Choose the best approach based on what you found.

Decision Priority

  1. Use existing - Feature exists, you missed it
  2. Wait for PR - Open PR implements it, looks likely to merge
  3. Contribute upstream - Feature missing, maintainer active
  4. Temporary workaround - Last resort only

If You Must Workaround

Sometimes workarounds are unavoidable. When you implement one:

# config/initializers/gem_workaround.rb
#
# WORKAROUND: Fixes X behavior in gem_name < 2.0
# See: https://github.com/owner/gem_name/issues/123
# Remove when: gem_name >= 2.0 (PR #456 merged)
#
# Toggle: DISABLE_GEM_WORKAROUND=1 to disable

return if ENV["DISABLE_GEM_WORKAROUND"]
return if Gem::Version.new(GemName::VERSION) >= Gem::Version.new("2.0")

# ... minimal patch code ...

Real Example: Path Resolution Bug

Problem: Agent files not found, paths malformed.

Wrong approach: Guess at path manipulation, add workarounds.

Right approach:

# 1. Locate gem
bundle show swarm_sdk
# => /path/to/gems/swarm_sdk-2.0.6

# 2. Open and search
bundle open swarm_sdk
# Search for file loading logic
# Found: paths resolved relative to config file directory

# 3. Add debug output
# puts "Loading agent from: #{resolved_path}"

# 4. Run test
bin/rails test test/models/workflow_test.rb
# Output reveals: Loading from wrong directory

# 5. Fix: Use correct relative path in config

# 6. Restore gem
bundle pristine swarm_sdk

Result: Fixed in 10 minutes by reading source.

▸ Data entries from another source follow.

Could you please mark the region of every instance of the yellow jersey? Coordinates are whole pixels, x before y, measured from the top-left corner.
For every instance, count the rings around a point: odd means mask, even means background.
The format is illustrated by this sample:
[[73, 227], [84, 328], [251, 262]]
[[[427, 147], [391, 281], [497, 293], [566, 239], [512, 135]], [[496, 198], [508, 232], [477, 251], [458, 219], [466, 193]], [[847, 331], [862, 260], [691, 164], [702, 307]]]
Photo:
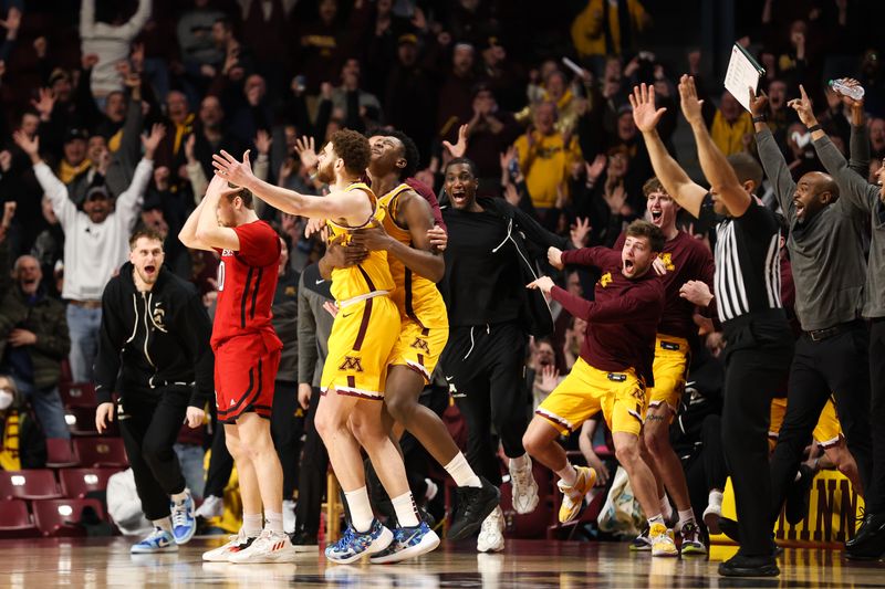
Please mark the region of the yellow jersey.
[[[384, 211], [381, 218], [384, 230], [399, 243], [412, 246], [412, 233], [396, 224], [396, 211], [399, 194], [412, 190], [402, 183], [378, 199], [379, 209]], [[399, 316], [412, 318], [424, 327], [448, 327], [446, 303], [436, 284], [415, 274], [403, 262], [393, 255], [387, 256], [396, 291], [391, 298], [399, 309]]]
[[[378, 222], [384, 220], [384, 209], [378, 207], [378, 199], [368, 186], [363, 182], [354, 182], [344, 189], [345, 192], [352, 190], [362, 190], [368, 196], [372, 201], [372, 217], [358, 227], [344, 227], [326, 221], [329, 242], [339, 235], [344, 235], [344, 245], [346, 246], [351, 241], [351, 234], [355, 230], [368, 227], [373, 219]], [[387, 265], [387, 252], [384, 251], [368, 252], [368, 257], [360, 264], [351, 267], [336, 267], [332, 271], [332, 296], [339, 303], [376, 291], [393, 292], [394, 288], [394, 280]]]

No workaround needed.

Results

With these patterns:

Lessons Learned


How This Post Was Made

Prompt: “let’s write (one or more) posts about the skills we have in helloweather web and ios… in web we have debugging and dependency research, which I think might be a good one to share.”

Generated by Claude (Opus 4.5) using the blog-post-generator skill. Combines the debugging and dependency-research skills from helloweather/web into a unified workflow.